For your reference, here is how the example files were created

Kickoff, nosotros download an example bam file from the 1000 genomes project

            wget ftp://ftp.1000genomes.ebi.ac.britain/vol1/ftp/technical/other_exome_alignments/NA06984/exome_alignment/NA06984.mapped.illumina.mosaik.CEU.exome.20111114.bam

And so the file is downsampled to give a much reduced set of reads. The original file can be removed

            java -jar $PICARD DownsampleSam I=NA06984.mapped.illumina.mosaik.CEU.exome.20111114.bam O=random.bam P=0.1 VALIDATION_STRINGENCY=SILENT  rm NA06984.mapped.illumina.mosaik.CEU.exome.20111114.bam

For convenience, we filter the file to keep only reads that are properly paired. And so picard is used again to extract the fastq information from the file. As the original alignments were a mix of 68 and 76 bases, we trim all the reads to 68 bases to processing easier.

            samtools view -f 0x02 -b random.bam > paired.bam   java -jar $PICARD SamToFastq I=paired.bam F=sample.fq1 VALIDATION_STRINGENCY=SILENT F2=sample.fq2 R1_MAX_BASES=68 R2_MAX_BASES=68

(OPTIONAL / Advanced)

If you are interested this department covers how to trim our data

Based on these plots we may desire to trim our data; fastqc will not do this for us.
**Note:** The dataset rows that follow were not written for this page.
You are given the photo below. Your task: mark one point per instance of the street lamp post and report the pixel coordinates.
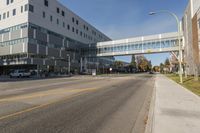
(179, 39)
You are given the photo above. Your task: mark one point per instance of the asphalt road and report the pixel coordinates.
(76, 105)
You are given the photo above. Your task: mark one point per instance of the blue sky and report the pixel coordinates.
(129, 18)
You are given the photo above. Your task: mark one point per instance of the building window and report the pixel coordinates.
(8, 14)
(8, 2)
(4, 15)
(31, 8)
(51, 18)
(44, 14)
(14, 12)
(46, 3)
(63, 13)
(199, 23)
(58, 10)
(26, 7)
(22, 9)
(68, 27)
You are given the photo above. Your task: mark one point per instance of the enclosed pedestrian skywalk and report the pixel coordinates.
(167, 42)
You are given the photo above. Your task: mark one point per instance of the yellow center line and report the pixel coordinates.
(42, 94)
(43, 105)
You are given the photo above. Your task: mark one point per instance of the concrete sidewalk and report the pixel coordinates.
(176, 109)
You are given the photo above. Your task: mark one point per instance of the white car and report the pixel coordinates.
(20, 74)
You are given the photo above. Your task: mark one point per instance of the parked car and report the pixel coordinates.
(20, 73)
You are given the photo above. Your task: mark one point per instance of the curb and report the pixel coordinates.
(150, 122)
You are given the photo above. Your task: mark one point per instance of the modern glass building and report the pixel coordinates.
(45, 35)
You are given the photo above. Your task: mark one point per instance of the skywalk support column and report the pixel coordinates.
(179, 39)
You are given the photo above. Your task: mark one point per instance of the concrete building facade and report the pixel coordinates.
(45, 35)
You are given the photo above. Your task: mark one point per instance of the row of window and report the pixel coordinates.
(9, 2)
(153, 45)
(75, 21)
(13, 42)
(68, 27)
(14, 11)
(17, 27)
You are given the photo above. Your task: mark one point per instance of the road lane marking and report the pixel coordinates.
(42, 94)
(42, 105)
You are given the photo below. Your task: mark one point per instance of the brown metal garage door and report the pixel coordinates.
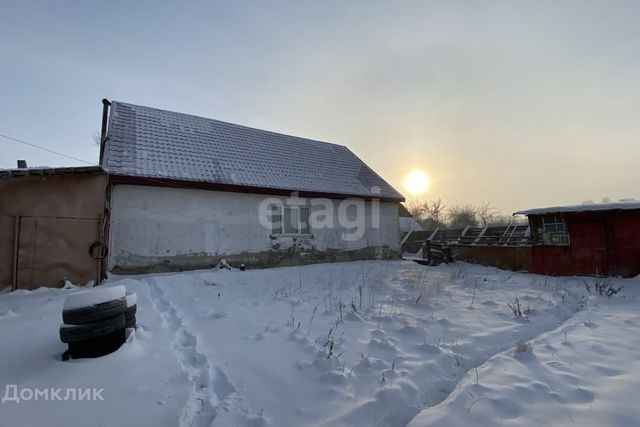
(48, 250)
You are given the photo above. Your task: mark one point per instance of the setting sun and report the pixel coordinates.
(417, 182)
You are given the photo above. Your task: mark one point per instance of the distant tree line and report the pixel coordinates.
(432, 214)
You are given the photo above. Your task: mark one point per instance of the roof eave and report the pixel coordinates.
(212, 186)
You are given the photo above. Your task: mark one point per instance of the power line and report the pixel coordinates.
(46, 149)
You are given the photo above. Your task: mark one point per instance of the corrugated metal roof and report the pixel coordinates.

Pop choices are fastx_toolit, trimmomatic and cutadapt; all of which should exist installed on your computers. As implied past the proper noun, cutadapt is useful for removing adaptor sequences.
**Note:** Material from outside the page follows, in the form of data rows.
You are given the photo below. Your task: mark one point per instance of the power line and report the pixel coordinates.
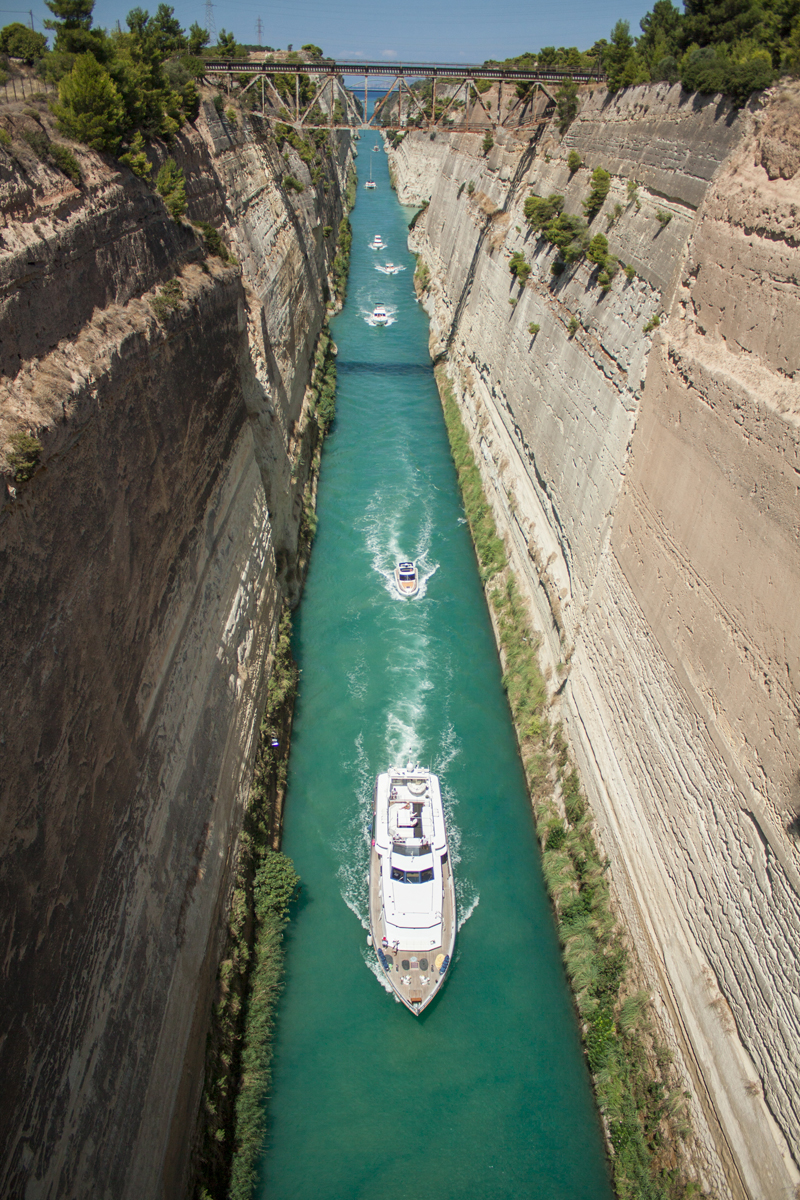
(210, 24)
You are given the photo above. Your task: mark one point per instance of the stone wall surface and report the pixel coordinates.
(648, 485)
(142, 573)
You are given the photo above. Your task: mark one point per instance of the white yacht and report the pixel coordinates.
(407, 577)
(411, 888)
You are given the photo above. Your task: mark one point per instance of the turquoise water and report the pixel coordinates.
(486, 1093)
fastx_toolkit allows us to remove reads that do not accept a high enough proportion of high-quality reads.

You can run these commands after having run the CRUK Docker shortcut

            ## Check we're in the right directory cd /abode/participant/Course_Materials/Day1 fastq_quality_filter -v Q 33 -q 20 -p 75 -i /data/examination/sample.fq1 -o sample_filtered.fq

the options were used:-

            -i: input file -o: output file -five: study the number of sequences -Q:  33, determines the input quality ASCII offset -q: 20, the quality value required -p 75: the percent of bases required to have that quality value

the output should be something like…

            Quality cutting-off: 20 Minimum percentage: 75 Input: 6290535 reads. Output: 5399767 reads. discarded 890768 (fourteen%) low-quality reads.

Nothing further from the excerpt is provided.